How do you make an apartment measuring less than 300 square feet livable for two people? For architect Brad Swartz, the answer is custom-designing transforming interiors for a carefully chosen flat in a historic 1920s brick deco building in Darlinghurst, Australia. The space may be small, but it’s on the northeast corner of the top floor, giving it beautiful views from two sides, cross-ventilation and lots of natural light.
Unlike most micro apartments, which are typically converted from larger multi-room units or industrial spaces to tiny studios, this diminutive living space was divided up this way when it was first built. Early apartment developers in Australia in the 1920s and ’30s began building and selling small spaces in response to an economic downturn. Today, those spaces are still making it possible for people with average incomes to afford living close to the city.

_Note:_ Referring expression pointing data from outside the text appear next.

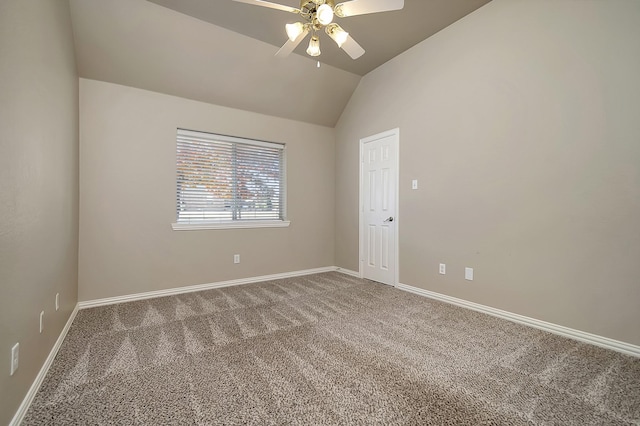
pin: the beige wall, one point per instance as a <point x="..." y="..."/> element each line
<point x="38" y="186"/>
<point x="127" y="196"/>
<point x="521" y="124"/>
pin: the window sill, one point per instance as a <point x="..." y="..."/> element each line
<point x="231" y="225"/>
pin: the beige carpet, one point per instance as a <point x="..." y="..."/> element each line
<point x="325" y="349"/>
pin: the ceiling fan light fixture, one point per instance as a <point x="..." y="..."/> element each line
<point x="294" y="30"/>
<point x="338" y="35"/>
<point x="314" y="46"/>
<point x="324" y="14"/>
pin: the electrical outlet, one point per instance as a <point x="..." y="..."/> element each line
<point x="15" y="352"/>
<point x="468" y="274"/>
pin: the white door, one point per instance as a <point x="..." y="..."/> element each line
<point x="378" y="188"/>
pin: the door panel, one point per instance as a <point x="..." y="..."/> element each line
<point x="378" y="186"/>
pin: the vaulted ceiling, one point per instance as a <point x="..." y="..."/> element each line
<point x="222" y="52"/>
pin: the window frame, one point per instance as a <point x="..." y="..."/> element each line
<point x="233" y="223"/>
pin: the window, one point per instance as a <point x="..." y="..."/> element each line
<point x="228" y="182"/>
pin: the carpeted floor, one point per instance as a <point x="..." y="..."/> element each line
<point x="325" y="349"/>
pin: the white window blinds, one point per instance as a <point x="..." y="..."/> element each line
<point x="227" y="179"/>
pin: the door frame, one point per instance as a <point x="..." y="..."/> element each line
<point x="396" y="134"/>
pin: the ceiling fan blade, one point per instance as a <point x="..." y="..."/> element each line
<point x="270" y="5"/>
<point x="352" y="48"/>
<point x="362" y="7"/>
<point x="290" y="46"/>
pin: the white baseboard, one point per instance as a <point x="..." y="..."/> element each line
<point x="604" y="342"/>
<point x="199" y="287"/>
<point x="348" y="272"/>
<point x="28" y="399"/>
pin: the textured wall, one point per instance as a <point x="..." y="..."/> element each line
<point x="127" y="195"/>
<point x="520" y="122"/>
<point x="38" y="186"/>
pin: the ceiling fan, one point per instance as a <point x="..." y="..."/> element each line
<point x="318" y="15"/>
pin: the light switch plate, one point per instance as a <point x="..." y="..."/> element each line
<point x="468" y="274"/>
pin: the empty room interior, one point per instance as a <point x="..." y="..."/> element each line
<point x="232" y="212"/>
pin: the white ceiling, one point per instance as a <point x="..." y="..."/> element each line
<point x="221" y="51"/>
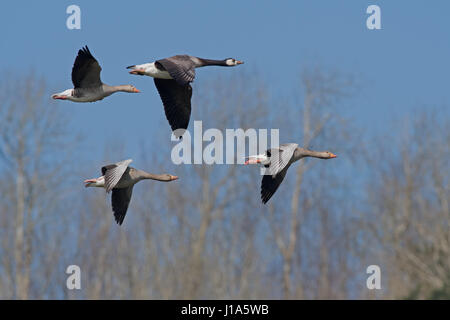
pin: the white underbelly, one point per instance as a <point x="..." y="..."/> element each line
<point x="89" y="97"/>
<point x="154" y="72"/>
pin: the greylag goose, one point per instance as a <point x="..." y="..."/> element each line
<point x="277" y="161"/>
<point x="172" y="77"/>
<point x="86" y="81"/>
<point x="120" y="179"/>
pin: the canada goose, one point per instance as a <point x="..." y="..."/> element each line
<point x="86" y="81"/>
<point x="120" y="178"/>
<point x="172" y="77"/>
<point x="277" y="161"/>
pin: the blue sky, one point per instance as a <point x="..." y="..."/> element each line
<point x="403" y="67"/>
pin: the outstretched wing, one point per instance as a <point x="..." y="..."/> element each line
<point x="120" y="199"/>
<point x="280" y="157"/>
<point x="86" y="70"/>
<point x="114" y="172"/>
<point x="180" y="67"/>
<point x="176" y="99"/>
<point x="270" y="184"/>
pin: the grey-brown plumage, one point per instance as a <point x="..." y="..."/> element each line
<point x="88" y="86"/>
<point x="277" y="161"/>
<point x="120" y="178"/>
<point x="172" y="77"/>
<point x="86" y="70"/>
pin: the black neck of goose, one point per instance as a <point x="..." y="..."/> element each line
<point x="211" y="62"/>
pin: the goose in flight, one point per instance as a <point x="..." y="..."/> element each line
<point x="172" y="77"/>
<point x="277" y="161"/>
<point x="120" y="179"/>
<point x="86" y="81"/>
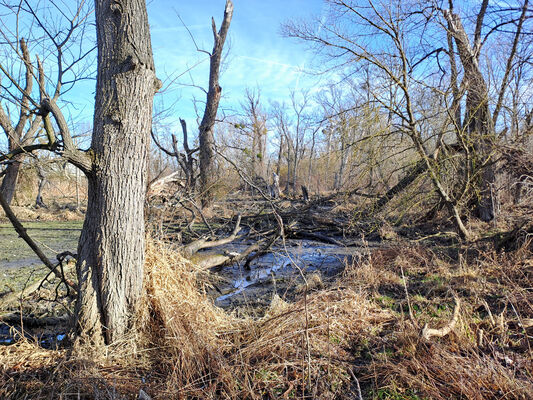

While it was originally all one big space, Swartz chose to add a divider sectioning off a private sleeping nook no larger than the size of a bed. This all-white addition is only about 17 inches deep, just large enough to accommodate books, nicknacks, bottles of wine and a flat-panel television. Sliding panels hide these items when they’re not in use, making the space feel clean and organized.
It also hides a fold-out desk, and includes a few mirrors to visually enlarge the space. The step-up bedroom has storage space under the floor, and the door to the bathroom is disguised within the left side of the divider. Swartz even used narrower-than-normal floorboards to enhance the sense of openness.
“Everywhere we can, we have doubled up on the use of space because we had to really push it and be really smart in all aspects of the design,” Swartz told the Sydney Morning Herald.